Jaimey Maureen Pauli, M.D.
Maternal-Fetal Medicine Specialist, Penn State Hershey Obstetrics and Gynecology
FELLOWSHIP: Maternal-fetal medicine, Penn State Milton S. Hershey
Medical Center, Hershey, Pa.
RESIDENCY: OBGYN, Penn State Milton S. Hershey Medical Center, Hershey, Pa.
MEDICAL SCHOOL: Penn State College of Medicine, Hershey, Pa.
1. United States Centers for Disease Control: cdc.gov/ncbddd/birthdefects/data.html; accessed 8/5/2015.
Case Summary: Overview of Hypoplastic Left-Heart Syndrome Case Handled by the Penn State Hershey Perinatal Program
- Detection and referral: A 32-year-old woman is referred to the perinatal program following anatomic ultrasound at 19 weeks gestation revealing complex cardiac defects in the fetus.
- Initial evaluation: Follow-up fetal echocardiogram and additional evaluation reveal hypoplastic left-heart syndrome; mother is in good health; history of one prior healthy, full-term, vaginal birth three years ago.

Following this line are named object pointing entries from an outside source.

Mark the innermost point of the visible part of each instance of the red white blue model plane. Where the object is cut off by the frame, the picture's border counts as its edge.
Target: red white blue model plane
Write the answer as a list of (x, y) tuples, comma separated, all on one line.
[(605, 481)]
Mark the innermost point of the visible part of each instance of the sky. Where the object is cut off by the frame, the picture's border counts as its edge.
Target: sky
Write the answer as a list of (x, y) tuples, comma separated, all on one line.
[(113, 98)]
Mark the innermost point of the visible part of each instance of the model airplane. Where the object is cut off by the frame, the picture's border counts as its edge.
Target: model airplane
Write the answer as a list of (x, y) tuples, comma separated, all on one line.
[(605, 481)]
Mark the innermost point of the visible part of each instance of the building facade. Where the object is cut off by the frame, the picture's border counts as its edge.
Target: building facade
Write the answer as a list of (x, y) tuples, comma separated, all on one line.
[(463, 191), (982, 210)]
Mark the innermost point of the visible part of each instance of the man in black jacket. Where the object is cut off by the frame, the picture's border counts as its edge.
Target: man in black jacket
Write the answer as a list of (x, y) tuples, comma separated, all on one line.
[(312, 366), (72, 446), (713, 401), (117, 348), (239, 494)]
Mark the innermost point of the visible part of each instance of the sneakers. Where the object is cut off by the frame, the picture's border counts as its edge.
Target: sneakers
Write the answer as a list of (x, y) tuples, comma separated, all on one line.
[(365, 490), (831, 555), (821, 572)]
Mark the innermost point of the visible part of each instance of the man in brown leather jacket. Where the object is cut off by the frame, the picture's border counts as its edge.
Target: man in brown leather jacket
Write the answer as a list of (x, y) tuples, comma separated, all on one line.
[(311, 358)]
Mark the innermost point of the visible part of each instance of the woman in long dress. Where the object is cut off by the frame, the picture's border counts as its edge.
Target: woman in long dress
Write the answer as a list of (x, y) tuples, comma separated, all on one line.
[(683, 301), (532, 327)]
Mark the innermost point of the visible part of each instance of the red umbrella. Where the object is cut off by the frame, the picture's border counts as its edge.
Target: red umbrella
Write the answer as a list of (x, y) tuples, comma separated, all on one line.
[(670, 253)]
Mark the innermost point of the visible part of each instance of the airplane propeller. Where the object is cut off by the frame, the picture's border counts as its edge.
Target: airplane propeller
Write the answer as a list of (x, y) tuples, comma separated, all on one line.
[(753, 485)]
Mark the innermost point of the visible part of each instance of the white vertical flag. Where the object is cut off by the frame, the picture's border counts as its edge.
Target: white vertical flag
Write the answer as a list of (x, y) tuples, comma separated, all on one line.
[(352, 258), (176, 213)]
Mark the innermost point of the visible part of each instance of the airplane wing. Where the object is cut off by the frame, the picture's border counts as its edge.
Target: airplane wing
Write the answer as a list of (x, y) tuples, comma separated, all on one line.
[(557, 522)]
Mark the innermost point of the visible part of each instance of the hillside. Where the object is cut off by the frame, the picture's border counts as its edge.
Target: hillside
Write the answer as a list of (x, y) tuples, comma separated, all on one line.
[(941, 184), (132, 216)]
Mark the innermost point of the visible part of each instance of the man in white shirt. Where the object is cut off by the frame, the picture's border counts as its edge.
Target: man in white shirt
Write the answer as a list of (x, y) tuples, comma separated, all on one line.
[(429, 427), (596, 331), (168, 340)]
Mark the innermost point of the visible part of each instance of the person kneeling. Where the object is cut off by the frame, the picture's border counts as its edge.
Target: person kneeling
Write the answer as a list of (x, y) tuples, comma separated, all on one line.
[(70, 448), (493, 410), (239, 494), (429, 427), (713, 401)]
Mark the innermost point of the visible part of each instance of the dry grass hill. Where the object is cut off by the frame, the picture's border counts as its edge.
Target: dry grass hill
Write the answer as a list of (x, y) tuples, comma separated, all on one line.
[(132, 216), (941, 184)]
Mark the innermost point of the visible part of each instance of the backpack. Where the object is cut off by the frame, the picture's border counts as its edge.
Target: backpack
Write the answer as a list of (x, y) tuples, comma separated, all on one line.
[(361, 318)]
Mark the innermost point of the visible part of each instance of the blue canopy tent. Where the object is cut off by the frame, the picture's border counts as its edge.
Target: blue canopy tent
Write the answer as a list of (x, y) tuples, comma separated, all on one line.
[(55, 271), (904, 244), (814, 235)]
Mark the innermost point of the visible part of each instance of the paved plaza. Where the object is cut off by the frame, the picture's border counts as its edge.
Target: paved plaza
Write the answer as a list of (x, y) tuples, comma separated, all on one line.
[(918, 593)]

- Care coordination: Perinatal program coordinator arranges parent consultations and evaluations at Penn State Hershey Medical Center on a one- or two-day schedule with the following specialists and care team members: Neonatologist, Pediatric cardiothoracic surgeon, Maternal-fetal medicine specialist, Social services, Genetics consult.
- Routine visits: Prenatal care visits with maternal-fetal medicine; serial fetal ultrasound evaluation and fetal monitoring.
- Delivery: Successful full-term vaginal delivery at 37 weeks; infant is successfully stabilized in the NICU.
- Perinatal evaluation: Infant undergoes echocardiography and is evaluated by pediatric cardiac surgery team.
- Perinatal intervention: Infant undergoes the Norwood procedure as the first step in surgical cardiac repair two days after birth; parents stay at Ronald McDonald House; infant is in PICU for 36 days.
- Discharge and ongoing support: Infant is discharged to home, with continuing supportive care from local providers and followed by Penn State Hershey pediatric cardiothoracic surgeons. The infant then undergoes a series of staged pediatric cardiac surgeries in the first several years of life.